VALIDATING QUALITY IN LARGE-SCALE DIGITIZATION
The Institute of Museum and Library Services (IMLS) awarded a grant of $674,000 to the School of Information (SI) at the University of Michigan (Ann Arbor) to define, test, and apply measures of image and text quality in a very large collection of digitized books and serials. The two-year project (2011-12) is a collaboration between SI and the University of Michigan Libraries, with important contributions from the HathiTrust Digital Library and the University of Minnesota Libraries.The large-scale digitization of books and serials is generating extraordinary collections of intellectual content that are transforming teaching and scholarship. Questions are being raised, however, regarding the quality and usefulness of digital surrogates produced by third-party vendors and deposited for preservation in digital repositories. For preservation repositories and their communities of users to trust that digital documents have the capacity to meet the uses envisioned for them, repositories must validate the quality and fitness for use of the objects they preserve.
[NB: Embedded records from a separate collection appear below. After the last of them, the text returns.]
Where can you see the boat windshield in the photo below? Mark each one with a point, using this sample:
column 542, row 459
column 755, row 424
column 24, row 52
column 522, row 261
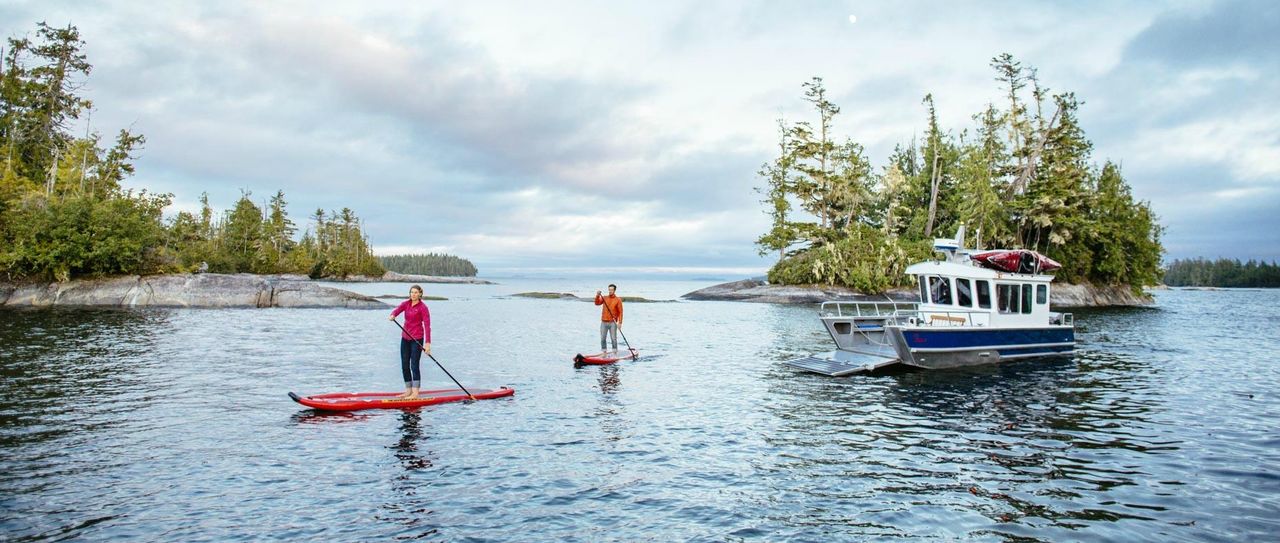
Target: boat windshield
column 940, row 290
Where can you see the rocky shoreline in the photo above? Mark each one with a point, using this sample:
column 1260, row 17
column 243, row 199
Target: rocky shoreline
column 757, row 290
column 208, row 290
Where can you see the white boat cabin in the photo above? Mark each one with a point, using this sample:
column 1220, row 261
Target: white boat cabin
column 955, row 293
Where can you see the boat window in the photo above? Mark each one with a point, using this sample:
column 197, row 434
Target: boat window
column 1008, row 295
column 964, row 296
column 940, row 290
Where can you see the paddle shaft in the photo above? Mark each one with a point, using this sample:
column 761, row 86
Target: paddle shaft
column 437, row 361
column 618, row 324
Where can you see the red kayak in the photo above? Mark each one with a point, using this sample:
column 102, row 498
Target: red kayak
column 352, row 401
column 600, row 359
column 1018, row 260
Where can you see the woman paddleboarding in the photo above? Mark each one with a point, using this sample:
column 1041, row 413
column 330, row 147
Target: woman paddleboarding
column 415, row 340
This research project is designed to develop and test a methodology for assessing the quality of digital surrogates and to validate the findings with groups of end-users.
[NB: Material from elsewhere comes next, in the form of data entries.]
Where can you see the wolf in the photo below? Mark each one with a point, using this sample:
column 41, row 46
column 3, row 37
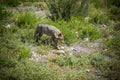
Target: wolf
column 55, row 34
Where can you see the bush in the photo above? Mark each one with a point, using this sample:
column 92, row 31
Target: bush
column 64, row 9
column 26, row 19
column 12, row 3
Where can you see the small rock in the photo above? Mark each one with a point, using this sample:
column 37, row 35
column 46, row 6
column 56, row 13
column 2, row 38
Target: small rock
column 74, row 49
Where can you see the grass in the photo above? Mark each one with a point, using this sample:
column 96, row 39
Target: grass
column 16, row 42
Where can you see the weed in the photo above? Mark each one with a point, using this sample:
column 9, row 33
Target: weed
column 26, row 19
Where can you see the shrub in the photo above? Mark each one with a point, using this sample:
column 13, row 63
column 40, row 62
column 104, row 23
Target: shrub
column 64, row 9
column 26, row 19
column 12, row 3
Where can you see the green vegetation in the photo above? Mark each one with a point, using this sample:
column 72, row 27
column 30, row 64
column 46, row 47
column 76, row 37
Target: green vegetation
column 77, row 20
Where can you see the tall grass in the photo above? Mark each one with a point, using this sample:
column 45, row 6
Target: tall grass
column 64, row 9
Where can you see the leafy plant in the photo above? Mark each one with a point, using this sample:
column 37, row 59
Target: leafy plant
column 26, row 19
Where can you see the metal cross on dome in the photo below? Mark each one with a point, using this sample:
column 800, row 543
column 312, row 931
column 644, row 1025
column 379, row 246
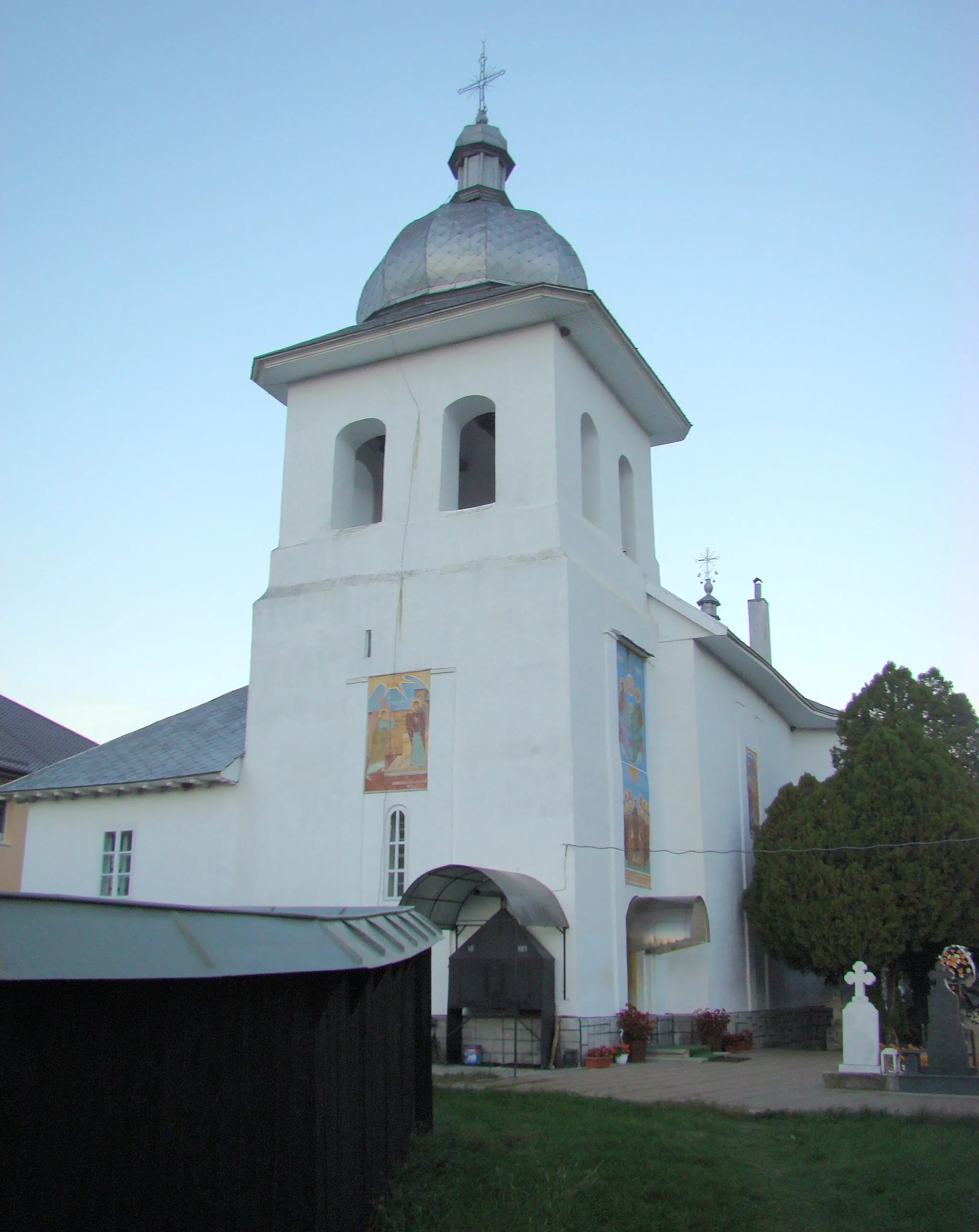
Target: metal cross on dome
column 707, row 563
column 480, row 83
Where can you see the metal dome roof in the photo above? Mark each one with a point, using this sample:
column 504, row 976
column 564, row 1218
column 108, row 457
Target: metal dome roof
column 477, row 238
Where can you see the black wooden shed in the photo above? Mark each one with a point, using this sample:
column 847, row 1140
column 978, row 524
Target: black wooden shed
column 191, row 1068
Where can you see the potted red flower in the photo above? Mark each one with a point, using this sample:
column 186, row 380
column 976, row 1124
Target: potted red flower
column 711, row 1025
column 636, row 1029
column 739, row 1042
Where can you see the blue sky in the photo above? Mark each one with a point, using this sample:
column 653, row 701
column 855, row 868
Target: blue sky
column 777, row 202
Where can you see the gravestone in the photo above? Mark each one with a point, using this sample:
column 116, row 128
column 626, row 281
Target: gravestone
column 861, row 1025
column 946, row 1046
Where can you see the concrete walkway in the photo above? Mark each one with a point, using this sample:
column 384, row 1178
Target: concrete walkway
column 772, row 1079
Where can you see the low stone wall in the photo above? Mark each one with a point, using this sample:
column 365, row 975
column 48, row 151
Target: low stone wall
column 796, row 1028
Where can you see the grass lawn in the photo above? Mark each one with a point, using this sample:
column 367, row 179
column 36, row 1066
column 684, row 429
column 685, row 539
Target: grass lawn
column 501, row 1162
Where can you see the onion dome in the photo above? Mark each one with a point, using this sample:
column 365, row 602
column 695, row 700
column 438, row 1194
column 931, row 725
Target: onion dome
column 478, row 238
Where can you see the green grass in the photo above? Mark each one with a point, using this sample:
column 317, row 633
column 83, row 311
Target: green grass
column 503, row 1162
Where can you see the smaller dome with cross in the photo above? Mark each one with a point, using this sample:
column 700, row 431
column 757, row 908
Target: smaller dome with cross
column 477, row 240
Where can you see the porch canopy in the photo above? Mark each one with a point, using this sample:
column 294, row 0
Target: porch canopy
column 441, row 895
column 658, row 925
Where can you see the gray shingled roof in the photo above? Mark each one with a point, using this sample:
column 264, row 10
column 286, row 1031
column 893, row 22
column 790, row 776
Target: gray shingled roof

The project builds upon a planning effort in 2009-10, sponsored by the Andrew W. Mellon Foundation, to formulate a research methodology for evaluating the quality of digitized books and journals held by research libraries, but produced in large-scale digitization programs third-by Google, the Internet Archive, and other third-party vendors.
The HathiTrust Digital Library serves as the source of digitized books and serials for the project, which has two overlapping phases.
- Research Phase 1 (2011) - focuses on defining a model of digitization error and a scale for recording consistently and accurately the severity of observed error.
- Research Phase 2 (2011-12) - focuses on applying the research methodology developed in Phase 1 and validating the results of the error analysis within the context of specific use case scenarios.